Quinze jours après le rocambolesque épisode d'un cargo saoudien ayant renoncé à embarquer des armes françaises pour l'Arabie saoudite dans le port du Havre, un chargement de munitions doit avoir lieu à Marseille-Fos, affirme mardi le média indépendant Disclose. Le Bahri Tabuk, arrivé dans le port français mardi, doit prendre livraison de munitions pour les canons Caesar français, à destination de Jeddah, en Arabie saoudite, selon Disclose. Une information relayée par un élu communiste de la région de Marseille, Pierre Dharréville, qui a réclamé au gouvernement "un moratoire" sur les livraisons d'armes à l'Arabie saoudite. 

Cette nouvelle livraison, si elle est confirmée, intervient alors que le gouvernement français est accusé par plusieurs ONG de livrer à l'Arabie saoudite, de manière licite mais opaque, des armes susceptibles de tuer des civils dans la guerre au Yémen. Cette "sale guerre", selon la formule même des autorités françaises, a fait depuis 2015 des dizaines de milliers de morts et entraîné l'une des pires crise humanitaires au monde, selon l'ONU.

Le chargement sera "vérifié" 

Le port de Marseille-Fos "ne servira pas à charger des armes ou des munitions", a assuré à l'AFP Laurent Pastor, un responsable syndical des dockers, promettant que le chargement serait "vérifié". Selon Laurent Pastor, le chargement du Bahri Tabuk a été présenté comme du "matériel civil pour un projet lié à l'énergie" et est prévu mercredi.

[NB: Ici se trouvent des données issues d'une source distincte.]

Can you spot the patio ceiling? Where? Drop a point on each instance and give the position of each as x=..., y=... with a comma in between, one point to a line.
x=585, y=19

"Nous sommes en train de vérifier", a déclaré la ministre des Armées Florence Parly, interpellée à l'Assemblée nationale sur ce chargement. "Et quand bien même ce serait le cas, cela serait-il étonnant ? Non, car nous avons un partenariat avec l'Arabie saoudite", a-t-elle poursuivi dans une ambiance houleuse, interrompue par un "vous mentez !" de François Ruffin, député de la gauche radicale.

L'armateur dément toute cargaison d'armes

Un représentant en France de l'armateur du cargo saoudien Bahri Tabuk a formellement démenti de son côté toute cargaison d'armes auprès de l'AFP mardi. "Le navire va charger demain (mercredi), pour le compte de (l'entreprise allemande) Siemens, des stations mobile d'électricité à usage civil, et cela représente 100% de sa marchandise", a affirmé un porte-parole de la société Shipping Agency Service, qui représente en France l'armateur saoudien Bahri. "Les informations sur un chargement d'armes ou d'explosifs sont complètement bidons". "Ce sont des Fake News, comme c'était déjà le cas au Havre", a insisté le représentant de SAS.

L'ACAT (Action des chrétiens pour l'abolition de la torture) France a indiqué qu'elle déposait devant un tribunal administratif parisien un référé exigeant que soit levé le dédouanement, c'est-à-dire l'autorisation pour le cargo de prendre la mer avec son chargement. Amnesty International a pour sa part appelé la France à bloquer le départ de ce "bateau de la honte", son chargement pouvant servir pour des "crimes de guerre" commis par les forces saoudiennes au Yémen. Dans un communiqué, l'ONG affirme que le Bahri Tabuk serait arrivé à Fos-sur-Mer avec des véhicules blindés canadiens à bord. Il y a des "raisons légitimes" de penser que des munitions françaises vont aussi être chargées, poursuit Amnesty.

Précédents

Le 10 mai dernier, un autre cargo saoudien de la compagnie Bahri, le Bahri Yanbu, avait renoncé à accoster au port du Havre où il devait prendre livraison d'armes françaises. L'affaire avait été là aussi dévoilée par Disclose. Ce média indépendant a également révélé mi-avril une note confidentielle de la Direction du renseignement militaire (DRM), listant les armes françaises utilisées au Yémen et la possibilité qu'elles puissent toucher des civils. 

Le gouvernement français réplique invariablement que la destination et l'utilisation de ces armes sont extrêmement contrôlées et qu'elles sont utilisées à titre "défensif". Une source gouvernementale a également souligné à l'AFP que les contrats d'armements passés avec l'Arabie saoudite étaient respectés et ne violaient aucun embargo sur les armes. Mais les ONG dénoncent le manque de contrôle et l'opacité de ces transferts d'armement.